Our cache size is 75 pages of 8192 bytes = 600Kb.

The maximum size of an EXAMINATIONS record is about 500 bytes, 450 bytes of this is a varchar field. In the test example the average size of an EXAMINATIONS record is 60 bytes as not much text is saved.

The maximum size of a SPIRO_TEST record is about 5Kb, these will vary from test to test, but for the test example the size of each SPIRO_TEST record is fixed to approx 1Kb.
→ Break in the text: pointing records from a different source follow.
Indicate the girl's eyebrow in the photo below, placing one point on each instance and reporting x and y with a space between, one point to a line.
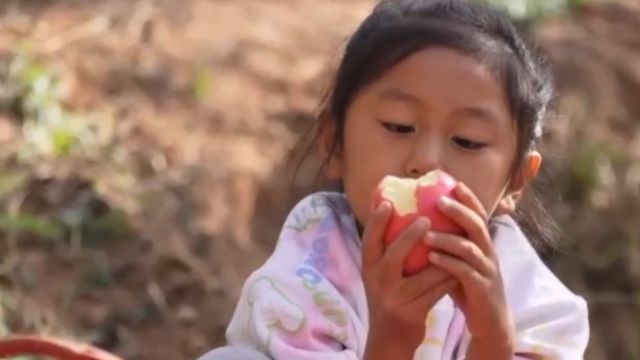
476 112
397 94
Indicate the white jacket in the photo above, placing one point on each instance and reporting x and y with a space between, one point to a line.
308 301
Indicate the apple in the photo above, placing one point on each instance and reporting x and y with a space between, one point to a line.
412 199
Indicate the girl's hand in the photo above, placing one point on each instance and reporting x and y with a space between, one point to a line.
398 305
474 263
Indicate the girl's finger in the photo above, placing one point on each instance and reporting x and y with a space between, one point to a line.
372 244
468 198
431 296
416 285
461 248
398 250
473 225
462 271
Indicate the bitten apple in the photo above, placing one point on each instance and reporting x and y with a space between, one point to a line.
414 198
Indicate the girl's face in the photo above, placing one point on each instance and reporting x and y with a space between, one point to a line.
436 109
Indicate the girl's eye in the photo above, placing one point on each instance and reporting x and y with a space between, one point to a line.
399 128
468 144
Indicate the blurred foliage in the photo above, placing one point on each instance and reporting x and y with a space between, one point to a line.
536 9
53 187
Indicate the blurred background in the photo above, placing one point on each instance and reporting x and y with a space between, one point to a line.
146 152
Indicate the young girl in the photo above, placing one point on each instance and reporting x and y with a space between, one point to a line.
423 85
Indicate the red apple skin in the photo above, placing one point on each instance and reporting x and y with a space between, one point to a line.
427 199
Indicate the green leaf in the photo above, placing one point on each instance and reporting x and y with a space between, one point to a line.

Based on this I dont think that we should be thrashing the cache. I am however unsure how SQlite works here.
Post by Allan, Mark
Also, a 60x slowdown is not to be unexpected. The PC version, while
probably having the same SQLite page cache size in the SQLite
app itself,
will most likely be reading and writing to the OSes cache at memory to
memory copy speed most of the time, with synchronous writes
only done when
needed. The embedded platform you're using probably writes straight to
FLASH, which is necassarily a synchronous operation if your OS doesn't
have a cache between your app and the FLASH FS. While flash
writes are low
latency, they are also low bandwidth, and won't be within an order of
magnitude of performance when compared to a desktop PC write to OS
filesystem cache.
Finally, you give no indication on the actual CPU speed of
the embedded
platform. It's quite reasonable to assume a development PC could be an
order of magnitude faster on sheer integer throughput. I'm
amazed how slow
my 50MHz microSPARC based SPARCclassic is. Such a platform
would not be
much, if at all, slower than a modern embedded platform, and has the
benefit of gobs of RAM, but still runs the same code two orders of
magnitude slower at least than my Athlon XP 1700 based
desktop. You have
to keep your performance expectations realistic. You are, afterall,
running a complete, ACID transaction, SQL relational database.
The maximum CPU speed of our ARM7 chip is 71Mhz.
Post by Allan, Mark
Others have indicated that dropping indexes might help when
deleting or
inserting records. However, have you tried simply not having
indexes at
all? Would that cause unacceptable slowdown? Perhaps, for the
demo query
from the original post, just keep the DATE index on
EXAMINATIONS, and use
full table scans for queries based on EXAM_TYPE and
STATUS_FLAG. Truth is,
given the small number of EXAM_TYPE and STATUS_FLAG values (I
presume),
you're as well just doing table scans when looking for
specific exam types
and statuses. Indexes only really help when you have a large
variation in
values with few collisions. Doing this will leave a single
index update in
addition to the actual row removals, which should improve performance.
I have tried permanently dropping the indexes on EXAM_TYPE and STATUS_FLAG and this gives some improvement in time. Indeed it does seem that the STATUS_FLAG index is worthless and in the initial version of the software we will have only 1 EXAM_TYPE (although this will increase for each module we release over the next few months).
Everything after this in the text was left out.